Patterson canceled all of the shows slated to take place indoors, including a show at Northside Bar and Grill. "Playing indoor venues just isn't worth it," he said. "A lot of the people that come to shows right now are tourists. They don't care enough to stay within state lines, so the chances are that they won't respect our guidelines."
As is the case with many in the entertainment industry, everything remains completely up in the air. "I know I won't be able to do shows again until 2021," Patterson said. "A lot of bands refuse to tour unless there's a vaccine in place. I used to tour 10 months out of the year; I don't think that will ever be the same. For me, that's the biggest thing.
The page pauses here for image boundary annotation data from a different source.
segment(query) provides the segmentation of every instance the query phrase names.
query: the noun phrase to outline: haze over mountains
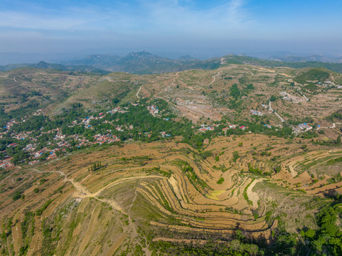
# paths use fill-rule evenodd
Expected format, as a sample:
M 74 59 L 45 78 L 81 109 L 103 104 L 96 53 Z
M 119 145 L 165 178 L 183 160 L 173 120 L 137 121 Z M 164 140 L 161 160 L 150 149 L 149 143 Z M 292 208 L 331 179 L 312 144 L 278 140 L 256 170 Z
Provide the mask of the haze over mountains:
M 282 54 L 282 53 L 277 53 Z M 223 57 L 199 60 L 190 55 L 177 59 L 159 56 L 147 51 L 132 52 L 124 56 L 110 54 L 90 55 L 87 58 L 48 63 L 19 63 L 0 65 L 0 70 L 11 70 L 20 67 L 57 69 L 63 71 L 91 72 L 106 74 L 111 72 L 124 72 L 139 75 L 178 72 L 192 69 L 213 70 L 226 64 L 250 64 L 264 67 L 306 68 L 323 67 L 342 73 L 342 60 L 338 57 L 322 55 L 297 56 L 290 54 L 273 55 L 267 58 L 249 57 L 230 54 Z M 260 53 L 260 56 L 264 56 Z M 334 61 L 333 61 L 333 60 Z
I don't think my life will be back to normal for at least half a decade."
And like other artists, this unusual time in history is one he's tapping for creative and personal growth. "I've been working my ass off framing so that I can afford to make this new album that I've been working on," he explained. "I've been taking this difficult circumstance head-on and feeling every emotion, then using that emotion to create something powerful in these unprecedented and difficult times. I encourage other artists—everyone—to take this time to better yourself and become the version of yourself that you want to be. You're never going to get this time again. The world is on pause; take advantage."